Kemudian melihat dari narasi yang dibangun tampak mirip dengan yang disebut startegi “Kudeta Merangkak” secara perlahan menyusun kekuatan untuk menjadi semakin membesar, hingga mencapai tujuan pengambil alihan kekuasaan melalaui berbagai upaya memecah belah anak bangsa.
Hoax tentunya tidak saja sekedar berupa meme, manipulasi berita, editan gambar atau video, namun juga dapat manipulasi tindakan dengan harapan agar orang menjadi terpedayakan oleh apa yang dirasa, dilihat, atau didengarnya.

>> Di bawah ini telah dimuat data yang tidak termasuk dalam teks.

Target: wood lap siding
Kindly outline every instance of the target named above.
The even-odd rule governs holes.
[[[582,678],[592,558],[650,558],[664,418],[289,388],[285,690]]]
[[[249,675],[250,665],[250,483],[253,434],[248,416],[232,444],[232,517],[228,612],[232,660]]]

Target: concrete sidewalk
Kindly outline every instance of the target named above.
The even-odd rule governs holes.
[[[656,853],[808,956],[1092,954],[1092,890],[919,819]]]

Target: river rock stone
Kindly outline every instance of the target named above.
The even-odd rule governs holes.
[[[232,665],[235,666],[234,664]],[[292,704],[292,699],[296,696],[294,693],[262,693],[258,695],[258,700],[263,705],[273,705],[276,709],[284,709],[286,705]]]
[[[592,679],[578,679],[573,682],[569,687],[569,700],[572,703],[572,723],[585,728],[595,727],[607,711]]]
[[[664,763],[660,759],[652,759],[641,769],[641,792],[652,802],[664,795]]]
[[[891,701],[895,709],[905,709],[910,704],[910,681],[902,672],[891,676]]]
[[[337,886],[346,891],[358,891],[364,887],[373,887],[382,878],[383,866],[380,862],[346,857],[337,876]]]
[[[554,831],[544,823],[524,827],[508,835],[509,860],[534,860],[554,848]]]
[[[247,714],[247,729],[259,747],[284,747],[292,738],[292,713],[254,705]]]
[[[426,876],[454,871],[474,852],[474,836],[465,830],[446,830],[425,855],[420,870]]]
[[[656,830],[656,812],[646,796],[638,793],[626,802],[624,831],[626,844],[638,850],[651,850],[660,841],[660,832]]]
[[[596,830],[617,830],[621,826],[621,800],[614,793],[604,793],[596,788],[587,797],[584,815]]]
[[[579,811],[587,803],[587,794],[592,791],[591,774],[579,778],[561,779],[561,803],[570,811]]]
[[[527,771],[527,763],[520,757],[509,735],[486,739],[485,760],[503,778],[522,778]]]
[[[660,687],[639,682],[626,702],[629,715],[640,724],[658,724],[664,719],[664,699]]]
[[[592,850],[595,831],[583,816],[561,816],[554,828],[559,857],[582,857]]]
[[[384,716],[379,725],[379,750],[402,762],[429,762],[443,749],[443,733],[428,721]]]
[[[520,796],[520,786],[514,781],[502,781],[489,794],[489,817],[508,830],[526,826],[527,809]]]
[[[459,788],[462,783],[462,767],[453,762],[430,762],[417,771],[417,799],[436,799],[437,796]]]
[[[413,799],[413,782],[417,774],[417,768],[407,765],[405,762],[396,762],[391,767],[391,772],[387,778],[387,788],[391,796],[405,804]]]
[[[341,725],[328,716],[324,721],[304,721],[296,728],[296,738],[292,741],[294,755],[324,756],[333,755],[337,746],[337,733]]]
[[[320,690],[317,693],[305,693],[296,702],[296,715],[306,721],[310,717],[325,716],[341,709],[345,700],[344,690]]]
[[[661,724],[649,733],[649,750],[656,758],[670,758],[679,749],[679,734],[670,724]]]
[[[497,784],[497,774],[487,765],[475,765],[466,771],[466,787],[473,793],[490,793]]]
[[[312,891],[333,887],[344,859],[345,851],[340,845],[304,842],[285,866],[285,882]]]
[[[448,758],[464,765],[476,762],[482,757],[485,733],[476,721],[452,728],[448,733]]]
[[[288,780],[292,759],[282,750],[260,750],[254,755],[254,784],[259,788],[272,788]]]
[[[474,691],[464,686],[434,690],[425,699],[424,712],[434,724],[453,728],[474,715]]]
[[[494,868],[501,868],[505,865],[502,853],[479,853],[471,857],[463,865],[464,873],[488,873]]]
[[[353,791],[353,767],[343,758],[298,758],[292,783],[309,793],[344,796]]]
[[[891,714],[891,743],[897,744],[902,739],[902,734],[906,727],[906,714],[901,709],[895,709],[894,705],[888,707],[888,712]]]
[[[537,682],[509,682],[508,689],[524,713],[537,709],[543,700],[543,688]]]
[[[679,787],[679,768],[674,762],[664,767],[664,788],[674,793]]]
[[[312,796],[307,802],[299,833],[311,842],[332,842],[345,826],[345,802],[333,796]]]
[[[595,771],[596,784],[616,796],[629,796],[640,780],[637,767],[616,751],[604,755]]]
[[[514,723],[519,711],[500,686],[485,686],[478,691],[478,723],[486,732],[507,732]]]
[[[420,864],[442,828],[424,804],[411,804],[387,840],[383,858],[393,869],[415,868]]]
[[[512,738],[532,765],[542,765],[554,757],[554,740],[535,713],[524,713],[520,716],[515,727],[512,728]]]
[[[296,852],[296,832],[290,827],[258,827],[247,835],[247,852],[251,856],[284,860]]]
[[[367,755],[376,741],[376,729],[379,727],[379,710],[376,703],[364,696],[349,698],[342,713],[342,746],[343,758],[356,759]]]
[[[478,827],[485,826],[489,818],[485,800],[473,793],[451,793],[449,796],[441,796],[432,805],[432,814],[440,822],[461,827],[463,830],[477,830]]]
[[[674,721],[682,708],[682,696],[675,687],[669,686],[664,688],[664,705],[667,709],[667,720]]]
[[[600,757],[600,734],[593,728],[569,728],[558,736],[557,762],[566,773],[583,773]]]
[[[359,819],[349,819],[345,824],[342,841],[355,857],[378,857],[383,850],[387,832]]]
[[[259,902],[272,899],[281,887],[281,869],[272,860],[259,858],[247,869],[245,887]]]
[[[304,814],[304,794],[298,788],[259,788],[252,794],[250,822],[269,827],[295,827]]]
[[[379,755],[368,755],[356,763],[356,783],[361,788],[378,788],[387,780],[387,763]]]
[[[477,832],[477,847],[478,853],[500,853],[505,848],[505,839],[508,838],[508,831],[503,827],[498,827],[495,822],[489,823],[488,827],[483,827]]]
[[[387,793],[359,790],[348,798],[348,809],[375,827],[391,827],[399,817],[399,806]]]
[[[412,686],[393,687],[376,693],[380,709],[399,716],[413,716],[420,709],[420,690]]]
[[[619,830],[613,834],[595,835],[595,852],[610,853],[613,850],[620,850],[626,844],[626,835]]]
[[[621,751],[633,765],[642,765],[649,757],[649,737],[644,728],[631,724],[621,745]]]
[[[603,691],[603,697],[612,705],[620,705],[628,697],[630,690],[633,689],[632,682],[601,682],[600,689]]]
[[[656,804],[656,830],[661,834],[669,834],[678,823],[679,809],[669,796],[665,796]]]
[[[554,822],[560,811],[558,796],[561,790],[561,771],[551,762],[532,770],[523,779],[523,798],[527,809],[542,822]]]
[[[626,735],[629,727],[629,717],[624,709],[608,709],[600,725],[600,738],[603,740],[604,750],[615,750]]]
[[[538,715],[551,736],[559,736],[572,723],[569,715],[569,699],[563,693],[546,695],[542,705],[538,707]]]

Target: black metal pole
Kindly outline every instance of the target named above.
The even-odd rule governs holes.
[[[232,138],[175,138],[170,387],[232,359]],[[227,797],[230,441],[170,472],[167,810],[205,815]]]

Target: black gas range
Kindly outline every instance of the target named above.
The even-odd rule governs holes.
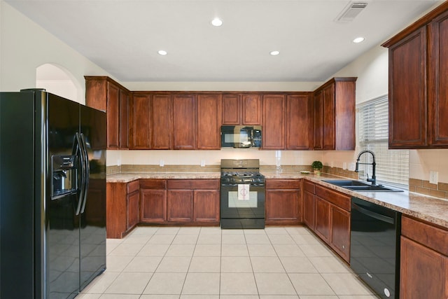
[[[264,228],[265,193],[259,160],[221,160],[221,228]]]

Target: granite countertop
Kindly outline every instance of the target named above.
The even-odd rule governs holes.
[[[448,200],[405,190],[404,192],[356,192],[322,181],[342,179],[323,174],[262,172],[266,179],[305,179],[336,191],[386,207],[448,228]],[[220,172],[123,172],[107,176],[108,183],[128,183],[139,179],[219,179]],[[344,178],[345,179],[345,178]]]
[[[108,174],[106,181],[108,183],[129,183],[139,179],[220,179],[220,172],[120,172]]]

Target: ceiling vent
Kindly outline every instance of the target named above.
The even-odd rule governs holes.
[[[359,15],[359,13],[365,8],[365,6],[367,6],[367,3],[351,2],[340,13],[335,21],[338,22],[351,22]]]

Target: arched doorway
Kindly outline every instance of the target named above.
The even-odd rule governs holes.
[[[36,88],[85,104],[79,83],[69,71],[57,64],[46,63],[36,69]]]

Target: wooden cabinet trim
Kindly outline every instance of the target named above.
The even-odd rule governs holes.
[[[300,189],[300,179],[268,179],[266,189]]]
[[[219,179],[169,179],[167,188],[183,190],[219,190]]]
[[[402,216],[401,234],[448,256],[448,230],[446,229]]]
[[[351,209],[351,197],[345,194],[316,185],[316,195],[346,211],[350,211]]]
[[[167,180],[161,179],[140,179],[141,189],[166,189]]]

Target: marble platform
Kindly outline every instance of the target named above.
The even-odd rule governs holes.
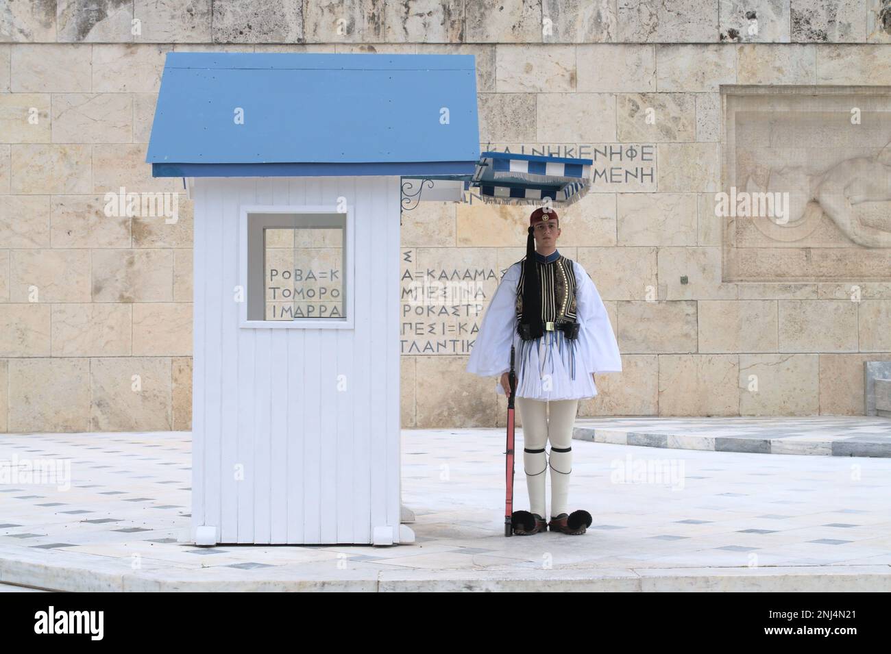
[[[573,438],[673,449],[891,456],[891,419],[862,416],[582,418]]]
[[[689,422],[689,421],[687,421]],[[518,431],[518,450],[522,431]],[[413,545],[184,542],[190,434],[5,434],[0,584],[60,591],[891,591],[891,459],[573,442],[583,536],[503,536],[503,430],[403,432]],[[515,505],[528,508],[521,462]],[[550,480],[548,480],[550,487]],[[550,489],[549,489],[550,496]]]

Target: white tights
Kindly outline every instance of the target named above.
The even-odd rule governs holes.
[[[551,517],[568,513],[569,473],[572,472],[570,446],[578,400],[547,401],[517,397],[516,404],[523,423],[523,464],[530,511],[547,517],[544,513],[544,471],[550,467]],[[548,440],[551,441],[550,464],[544,455]]]

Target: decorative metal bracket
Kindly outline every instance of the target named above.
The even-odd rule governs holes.
[[[403,211],[412,211],[413,208],[415,208],[418,205],[421,204],[421,192],[424,190],[424,185],[425,184],[429,184],[429,188],[432,189],[433,186],[434,186],[433,180],[431,180],[429,177],[424,177],[423,179],[421,180],[421,184],[418,187],[417,192],[415,192],[415,193],[406,193],[405,192],[405,187],[406,186],[411,187],[413,184],[411,183],[411,181],[406,181],[406,182],[402,182],[402,208],[403,208]],[[413,205],[412,205],[412,199],[414,198],[417,198],[418,199],[414,201]],[[412,205],[412,206],[409,206],[409,205]]]

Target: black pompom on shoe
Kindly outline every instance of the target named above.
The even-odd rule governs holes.
[[[535,528],[535,516],[528,511],[515,511],[511,514],[511,526],[514,531],[532,531]]]
[[[591,513],[589,513],[584,509],[579,509],[578,511],[573,511],[571,513],[569,513],[569,517],[567,518],[566,521],[566,525],[570,529],[573,529],[575,531],[576,529],[578,529],[583,526],[585,529],[591,527],[591,523],[593,521],[593,519],[591,517]]]
[[[515,511],[511,514],[511,526],[517,536],[531,536],[547,531],[547,522],[537,513]]]

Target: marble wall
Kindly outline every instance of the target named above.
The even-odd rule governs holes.
[[[733,179],[764,190],[765,171],[823,151],[796,152],[797,137],[837,147],[850,109],[783,125],[768,101],[732,114],[728,141],[743,86],[873,87],[846,138],[884,170],[889,42],[891,0],[6,0],[0,431],[190,426],[191,202],[175,223],[104,211],[120,187],[181,190],[143,163],[172,50],[475,54],[484,146],[596,162],[558,245],[597,284],[624,371],[598,375],[580,415],[862,414],[863,362],[891,360],[888,246],[813,214],[786,239],[715,215],[715,198],[732,150]],[[881,231],[887,214],[866,208],[859,223]],[[523,255],[527,213],[405,212],[404,270],[483,271],[490,295]],[[503,424],[495,381],[464,372],[472,319],[430,338],[411,311],[404,426]]]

Tahun politik ini menjadi tidak sehat ketika yang dibangun adalah pesimistis, bukan harapan menjadi lebih baik, juga sangat tidak sehat jika diwarnai dengan kebohongan terencana, apalagi dengan cara menebarkan ketakutan akan masa depan yang lebih baik.
Menghentikan dan mencegah semua propaganda tidak benar dan manipulatif, adalah tanggung jawab bersama seluruh insan rakyat Indonesia untuk masa depan yang lebih baik.